5 Ways To Avoid Podcasting Burnout



Burnout: it happens to the best podcasters. But feeling exhausted, uninspired, or just plain “meh” about publishing doesn’t have to kill your podcast. Try these ideas to help you stay energized and enthused while putting out great content and

1) Take A Break (But Do It Right)

Most seasoned podcasters agree that consistent publishing is the key to success, traffic growth, and audience retention. But after a year or two of putting out new episodes on a dependable schedule, your audience should be well-established enough to allow you the occasional break. But how to do it without confusing or disappointing your loyal listeners?

  • Alert your listeners. While skipping an episode or two isn’t the end of the world and can offer you much-needed rest and time to recharge your creative juices, it’s important not to leave your listeners wondering what happened to you. “If you’re taking a break, I suggest announcing it in the last episode before your missed episode,” says Angelo Mandato, CIO of Blubrry. “Then, on your missed show date, release a short episode that just says you’ll be back on the date you’ll return. The key is communicating with your audience, and a two-minute episode that does that is better than leaving them hanging.”
  • Try something new. For example, over the Christmas holiday, Sarah Powers and Meagan Francis of The Mom Hour recorded short, daily episodes of each host reading holiday-themed essays they’d written for their blogs in the past. Since one or the other of them was reading each essay (not both at the same time) the shows were much easier to schedule and produce. “Each of us could just sit down and record quickly when we had a few minutes, rather than having to try to match up our hectic holiday schedules,” says Francis. “As a result we were actually able to publish more often over the holiday, while maximizing relaxation and time with our families. The mini-episodes also fit well with the needs of our audience of busy moms over their kids’ Christmas breaks. Plus, it was unique, and showed a different side of each of us. Our audience loved it and the episodes have done very well.”
  • Find other ways to stay in touch.

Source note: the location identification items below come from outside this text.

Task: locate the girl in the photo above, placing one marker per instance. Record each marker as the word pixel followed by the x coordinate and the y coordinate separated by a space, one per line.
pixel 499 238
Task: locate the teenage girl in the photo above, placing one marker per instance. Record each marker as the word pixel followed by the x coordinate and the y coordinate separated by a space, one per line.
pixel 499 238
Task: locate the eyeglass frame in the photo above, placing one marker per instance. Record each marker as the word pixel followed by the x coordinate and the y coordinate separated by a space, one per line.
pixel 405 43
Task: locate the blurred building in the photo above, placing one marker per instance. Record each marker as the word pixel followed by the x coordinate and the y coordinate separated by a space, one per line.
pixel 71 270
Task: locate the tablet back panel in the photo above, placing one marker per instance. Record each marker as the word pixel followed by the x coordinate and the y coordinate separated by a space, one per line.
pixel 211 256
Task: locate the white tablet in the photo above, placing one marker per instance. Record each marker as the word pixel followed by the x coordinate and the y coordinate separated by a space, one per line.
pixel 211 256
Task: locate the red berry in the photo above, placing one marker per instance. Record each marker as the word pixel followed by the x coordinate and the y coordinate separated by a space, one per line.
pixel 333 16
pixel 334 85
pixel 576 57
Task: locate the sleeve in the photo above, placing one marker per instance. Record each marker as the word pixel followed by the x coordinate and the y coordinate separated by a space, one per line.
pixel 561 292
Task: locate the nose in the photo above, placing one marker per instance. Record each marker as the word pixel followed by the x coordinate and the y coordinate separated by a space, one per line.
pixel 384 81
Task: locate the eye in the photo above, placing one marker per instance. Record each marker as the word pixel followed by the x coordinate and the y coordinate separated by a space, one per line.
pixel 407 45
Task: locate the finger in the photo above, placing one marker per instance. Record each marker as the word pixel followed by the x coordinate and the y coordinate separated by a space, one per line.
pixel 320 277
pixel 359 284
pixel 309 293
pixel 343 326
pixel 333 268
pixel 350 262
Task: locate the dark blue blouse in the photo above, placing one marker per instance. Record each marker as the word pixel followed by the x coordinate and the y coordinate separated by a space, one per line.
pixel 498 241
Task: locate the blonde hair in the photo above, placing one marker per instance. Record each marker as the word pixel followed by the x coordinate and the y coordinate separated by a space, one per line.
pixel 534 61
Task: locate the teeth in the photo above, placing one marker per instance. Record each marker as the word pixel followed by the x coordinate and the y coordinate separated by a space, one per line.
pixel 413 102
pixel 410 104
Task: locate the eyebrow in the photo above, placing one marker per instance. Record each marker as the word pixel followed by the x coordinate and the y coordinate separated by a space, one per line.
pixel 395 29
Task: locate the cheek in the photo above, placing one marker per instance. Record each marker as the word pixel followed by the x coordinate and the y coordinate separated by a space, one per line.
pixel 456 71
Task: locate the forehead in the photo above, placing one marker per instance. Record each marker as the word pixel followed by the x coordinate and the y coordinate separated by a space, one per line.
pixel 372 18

Even if you aren’t publishing full-length episodes, you can stay in front of your audience via social media, blog posts, short live videos or email blasts. Choose a platform you enjoy and one you’ll be able to update without too much effort. Then, when you announce your break, tell your listeners that you’ll still be somewhat active on that platform, and remind them to check in regularly. The side benefit of this approach is that you may significantly grow your social media follows due to faithful listeners who will be eager to hear from you while you’re on a break from podcasting.

2. Go All In.

Doing too many things at once can lead to major burnout, especially if the results are only so-so. After all, what’s more energizing: putting out a so-so episode, or a great episode that’s genuinely useful and generates a ton of feedback? If you’re having a hard time keeping up with everything well enough to regularly put out quality content, it would be better to focus on one podcast at a time or publish weekly instead of several times a week. Remember that you can always increase the number of shows you produce or how often you publish later when you’re in a good rhythm and consistently feeling great about what you’re producing.

3. Invest Time In What You Love

Podcasting isn’t just about sitting down at a microphone and recording. From writing show notes to interacting with your audience to managing technical details, many aspects go into producing a successful podcast – and chances are, one or two of them stand out as particularly enjoyable for you. So if sound quality is important to you, feel free to nerd out over recording techniques and make your audio the best out there. If planning show content is your forte, put as much effort as you can into developing your ideas and format. If you love researching and writing, create the most killer show notes in the podcasting world. Or if you get a boost every time you hear from a listener, nurture those relationships by putting time into engaging via email or social media.

Unless you’re superhuman or have a whole team producing every episode, you probably can’t do a top-notch job at every podcast-related task, but doing just one or two things really well is a great way to make your show stand out while also giving you personal satisfaction.

4. Change Things Up

Boredom can also cause burnout, and in those cases you might find that trying something new is more helpful than taking a break. Changing up your show’s format and experimenting with new kinds of content can help get your show out of a rut. For example, if your show is usually you and a co-host, maybe you could try adding solo episodes or interview-based shows to the mix. You could also play with length, introduce new segments, or change up the order that you generally tackle. You don’t want to completely change your show overnight, but slowly adding in new elements or tackling topics you might not usually address will give your audience the sense that your podcast is vibrant and exciting – without confusing them or turning them off.

5. Get Help

If you’re consistently burned out, it might just be that you’re doing too much. At some point, it might be time to focus on what you do well and enjoy, and hire people to help you with the rest. No budget? Consider a barter! For example, if you’re a content genius while a podcasting buddy is a production whiz, find ways to team up so you can each do what you do best. You’ll each have a better-produced show and less reason for burnout: talk about a win-win.

Podcasters, what are your best tips for avoiding or dealing with podcasting burnout?